Genau zu diesen Fragen liegen uns aus der Geschichte die Berichte von Albert Camus und von General George S. Patton vor.


Beide Berichte stammen vom Sommer 1945, in beiden Fällen waren die Beobachter in Deutschland tätig und sie berichten nur das, was sie selbst gesehen und empfunden haben.

Beide waren vor dem Besuch in Deutschland Gegner Deutschlands gewesen, Camus in der Resistance in Frankreich, Patton war Panzergeneral der US-Armee.

Der Bericht von Camus ist der Gegenstand dieser Weltspiel-Geschichte-40,

der Bericht von Patton ist der Gegenstand der folgenden Weltspiel-Geschichte-41.



2. "Images d'Allemagne occupée" von Albert Camus.

Der französische Schriftsteller Albert Camus gehört zu den wichtigsten Schriftstellern des 20. Jahrhunderts.
Im Juni 1945 bereiste er als 32jähriger Mann Süddeutschland.
Er schildert in einem bewegenden Reisebericht seine Gefühle und Empfindungen.

Albert Camus

Bildquelle:    http://en.wikipedia.org/wiki/Albert_Camus
Weitere Quelle zu Albert Camus:    http://de.wikipedia.org/wiki/Albert_Camus





Vorab schildert er, daß er erwartet, in gebeugtes Land zu kommen.

"Für jemanden, der unter der Hitlerschen Besatzung gelebt hat, behält Deutschland ... einen blutigen und blinden Widerschein.
Un wenn man es sich aus der Ferne vorstellen will,
--bedeckt von fremden Armeen,
--eingezwängt in von nun an feindliche Grenzen,
--seine Städte in unförmige Steine verwandelt,
--seine Menschen gebeugt unter der Last des furchtbarsten Hasses,
malt man sich ... ein apokalyptisches Antlitz."

"Das jedenfalls war es, was ich undeutlich empfand, und alles was ich, unterwegs zur deutschen Grenze [auf französischer Seite, Anmerkung des Ins-Weltnetz-Stellers] auf vom Krieg zerpflügten Straßen sah, bestätigte meine Vorahnung."

" Ist es also verwunderlich, daß man sich Deutschland mit einem von Bitterkeit zusammengezogenen Herzen nähert?"

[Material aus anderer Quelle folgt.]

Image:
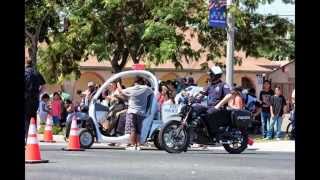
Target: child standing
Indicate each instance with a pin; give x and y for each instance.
(56, 108)
(277, 108)
(44, 109)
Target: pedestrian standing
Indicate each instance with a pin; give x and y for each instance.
(56, 110)
(34, 82)
(264, 97)
(44, 109)
(137, 106)
(277, 108)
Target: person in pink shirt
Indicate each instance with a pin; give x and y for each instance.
(56, 108)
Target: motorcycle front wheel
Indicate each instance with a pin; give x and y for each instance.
(173, 137)
(239, 142)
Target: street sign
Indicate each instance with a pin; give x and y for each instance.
(217, 13)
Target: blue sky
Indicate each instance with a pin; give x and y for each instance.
(279, 8)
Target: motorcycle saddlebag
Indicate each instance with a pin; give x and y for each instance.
(240, 118)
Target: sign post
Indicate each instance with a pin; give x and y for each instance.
(219, 18)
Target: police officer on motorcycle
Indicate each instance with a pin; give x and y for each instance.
(218, 93)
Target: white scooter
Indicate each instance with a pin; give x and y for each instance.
(91, 128)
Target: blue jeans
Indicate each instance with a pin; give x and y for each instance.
(275, 126)
(56, 120)
(265, 123)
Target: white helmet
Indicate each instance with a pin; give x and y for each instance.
(215, 71)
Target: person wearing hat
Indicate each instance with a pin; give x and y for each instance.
(137, 104)
(88, 94)
(217, 91)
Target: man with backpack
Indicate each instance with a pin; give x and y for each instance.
(33, 85)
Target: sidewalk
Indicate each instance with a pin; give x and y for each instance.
(275, 146)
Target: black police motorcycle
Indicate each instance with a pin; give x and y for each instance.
(176, 136)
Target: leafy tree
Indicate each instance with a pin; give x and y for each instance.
(41, 18)
(151, 31)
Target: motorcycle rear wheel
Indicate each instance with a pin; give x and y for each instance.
(173, 138)
(238, 147)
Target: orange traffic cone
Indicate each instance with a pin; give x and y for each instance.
(47, 135)
(32, 153)
(74, 140)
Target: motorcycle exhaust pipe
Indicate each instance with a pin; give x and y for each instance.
(225, 142)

Camus reiste weiter von Ostfrankreich nach Deutschland in den französisch besetzten Teil, nach Baden und Württemberg.
Von hier berichtet er wie folgt:

"...kommt man in ein wohlhabendes Land voller prächtiger Kinderscharen, kräftiger und lachender Mädchen.
Auf den Wiesen wird der Reigen getanzt.
Man pflückt bunte Blumensträuße,
und die kleinen Kinder stecken Kirschen an ihre Ohren.

Keine Männer, das stimmt.
Aber
friedliche Greisenpaare, die am Abend die Straßen auf und ab gehen,
ordentlich gekleidete Heuwenderinnen,
elegante und saubere Spielzeugdörfer, mit allen Zeichen eines glücklichen und behaglichen Lebens.
Kurz gesagt, man betritt ein idyllisches Deutschland, wo der Reisende für Augenblicke zu träumen glaubt."



"Vor allem die Schönheit der Kinder ist atemberaubend.
Am Vorabend meiner Abreise, im alten Montmatre [=in Paris, Anmerkung des Ins-Weltnetz-Stellers] erblickte ich die Kinder auf unseren Straßen...
Hier dagegen kleine, fast nackte Körper, braun gebrannt und kräftig, gut genährt, mit erhobenem Kopf und klarem Lachen.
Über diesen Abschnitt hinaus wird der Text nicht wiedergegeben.